He moves robotically, trying not to look as we carry the body back to the Land Rover. As soon as we’ve dumped him inside, Haven arrives.

“I’m going to drop you two off at the nearest gas station. You call an Uber from there and get back home. I’ll take care of?—“

“No. This is…this is my mess.” She wraps her arms around herself, shivering in the cold.

I don’t argue. There’s iron determination in her voice, and arguing is just going to put us at the scene of the crime that much longer. “Fine. Kai, you take an Uber?—”

“Like hell,” he mutters, sounding a hell of a lot less sure than Haven.
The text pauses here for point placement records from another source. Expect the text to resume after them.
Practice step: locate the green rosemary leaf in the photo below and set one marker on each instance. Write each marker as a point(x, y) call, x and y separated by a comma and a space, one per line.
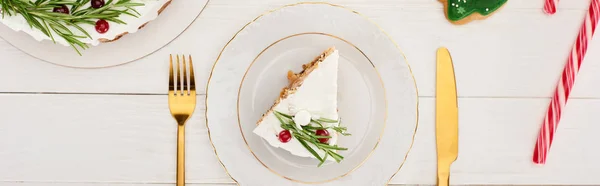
point(80, 29)
point(325, 120)
point(338, 158)
point(284, 115)
point(317, 122)
point(325, 146)
point(310, 149)
point(39, 15)
point(278, 116)
point(324, 159)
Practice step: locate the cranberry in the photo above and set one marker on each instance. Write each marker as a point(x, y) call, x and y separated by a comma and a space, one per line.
point(322, 132)
point(102, 26)
point(97, 3)
point(61, 9)
point(285, 136)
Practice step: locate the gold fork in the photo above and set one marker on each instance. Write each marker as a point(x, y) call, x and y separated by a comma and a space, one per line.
point(182, 102)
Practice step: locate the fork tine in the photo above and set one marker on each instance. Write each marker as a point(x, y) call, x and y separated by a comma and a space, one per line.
point(179, 83)
point(185, 85)
point(171, 80)
point(192, 79)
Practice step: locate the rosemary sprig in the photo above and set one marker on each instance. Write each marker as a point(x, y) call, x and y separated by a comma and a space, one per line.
point(39, 15)
point(306, 135)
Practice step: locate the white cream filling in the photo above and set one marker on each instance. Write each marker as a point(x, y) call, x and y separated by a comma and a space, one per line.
point(148, 13)
point(318, 96)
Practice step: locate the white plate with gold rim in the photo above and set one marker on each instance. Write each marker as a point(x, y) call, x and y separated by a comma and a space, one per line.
point(377, 97)
point(156, 34)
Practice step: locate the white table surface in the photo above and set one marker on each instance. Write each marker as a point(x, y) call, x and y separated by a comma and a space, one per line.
point(72, 127)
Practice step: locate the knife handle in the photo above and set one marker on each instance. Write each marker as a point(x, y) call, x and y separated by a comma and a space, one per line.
point(443, 175)
point(443, 179)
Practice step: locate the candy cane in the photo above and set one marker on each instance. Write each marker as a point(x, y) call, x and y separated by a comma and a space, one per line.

But I was idiotic for even suggesting it, because he will not leave her side. Not tonight.

“Fine. Then buckle in, because we’re going to be driving for a while to find a spot for?—“

“I know a place.”

We both turn to look at Haven, but only Kai manages a weak, “How?—”

She tightens her arms, shrugging nonchalantly. To a casual observer, it might seem that she’s still in shock.

But when her eyes lock with mine and a wry smile touches her mouth, I know she’s fully present. A hundred percent cognizant.

And completely sincere when she says, “Trust me on this.”

Chapter 38

Kai

I don’t remember getting into Rooke’s back seat.

Don’t remember the drive out of Ashwood Crossing or the forty minutes of darkness that followed.

One moment I’m watching our professor carve a man open like a fucking jack-o’-lantern. The next I’m here, in the back of his Land Rover, with blood on my hands.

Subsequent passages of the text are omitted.